Travelling south musically, ‘Clarksdale’ takes a pinch of Muscle Shoals and the blues to evoke a very American landscape, whilst at the other end of the scale, the no less evocative mood of ‘Critical Conversation’ feels like a tumult, a squirming tension of energetic discourse and guitar effects experimentation – post-punk, post-rock in sound, jazzy in channeling a certain angst.        

Anything but a demonstration, this album is an impressive showcase of dexterity and virtuoso skill of composition and expressive playing.

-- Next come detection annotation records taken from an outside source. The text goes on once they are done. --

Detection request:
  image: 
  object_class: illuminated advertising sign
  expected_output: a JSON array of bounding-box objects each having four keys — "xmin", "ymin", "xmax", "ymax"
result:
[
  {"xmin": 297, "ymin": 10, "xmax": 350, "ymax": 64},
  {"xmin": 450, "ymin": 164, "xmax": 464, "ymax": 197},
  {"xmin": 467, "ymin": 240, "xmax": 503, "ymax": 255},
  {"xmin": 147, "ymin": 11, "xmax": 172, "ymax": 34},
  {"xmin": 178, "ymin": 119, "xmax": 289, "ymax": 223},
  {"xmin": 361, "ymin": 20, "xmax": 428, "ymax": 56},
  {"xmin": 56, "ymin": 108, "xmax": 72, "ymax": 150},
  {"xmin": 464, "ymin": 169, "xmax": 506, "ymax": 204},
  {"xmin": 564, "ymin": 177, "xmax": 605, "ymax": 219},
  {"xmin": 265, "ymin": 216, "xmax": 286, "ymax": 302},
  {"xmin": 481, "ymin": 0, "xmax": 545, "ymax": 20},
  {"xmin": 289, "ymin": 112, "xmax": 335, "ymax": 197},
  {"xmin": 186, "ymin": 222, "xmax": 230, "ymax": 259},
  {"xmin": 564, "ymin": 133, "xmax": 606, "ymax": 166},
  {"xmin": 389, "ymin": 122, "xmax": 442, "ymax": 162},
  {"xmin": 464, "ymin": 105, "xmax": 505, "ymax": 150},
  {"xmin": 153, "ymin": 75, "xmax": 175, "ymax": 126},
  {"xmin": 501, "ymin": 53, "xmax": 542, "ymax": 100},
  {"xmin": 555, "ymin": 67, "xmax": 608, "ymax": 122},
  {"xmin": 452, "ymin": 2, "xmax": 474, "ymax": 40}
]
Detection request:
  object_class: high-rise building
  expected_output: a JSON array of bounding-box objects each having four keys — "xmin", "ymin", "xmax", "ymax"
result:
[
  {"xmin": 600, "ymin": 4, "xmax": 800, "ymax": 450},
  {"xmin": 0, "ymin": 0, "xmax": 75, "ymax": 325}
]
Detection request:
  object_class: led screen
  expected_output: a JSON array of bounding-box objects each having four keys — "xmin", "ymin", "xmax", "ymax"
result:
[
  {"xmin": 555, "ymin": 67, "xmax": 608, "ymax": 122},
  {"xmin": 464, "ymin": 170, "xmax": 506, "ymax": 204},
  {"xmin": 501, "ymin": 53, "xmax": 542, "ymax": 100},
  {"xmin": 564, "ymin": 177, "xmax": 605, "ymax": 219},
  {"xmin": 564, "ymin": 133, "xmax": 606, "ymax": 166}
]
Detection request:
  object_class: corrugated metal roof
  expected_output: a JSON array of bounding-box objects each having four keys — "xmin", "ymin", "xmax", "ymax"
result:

The Great Mirage stays constantly interesting as it moves between reflection and displays of whining and squealed guitar frippery. Never indulgent, the focus is always on merging a shared experience in which the guitar (both electric and acoustic) bends, molds and wields to its practitioner’s concept of free-expression. I’d suggest they’ve done quite well in mining their eclectic sources to shape that freedom and pushing of the boundaries in a modern age.  

Bhajan Bhoy ‘To Love Is To Love (Volumes 1 & 2)’
(Cardinal Fuzz in the UK/Feeding Tube in the US) Available Now

Ajay Saggar once again travels the astral highway and byways as guru Bhajan Bhoy, across two volumes of transcendence, raga mantras and afflatus dreamwave psychedelia.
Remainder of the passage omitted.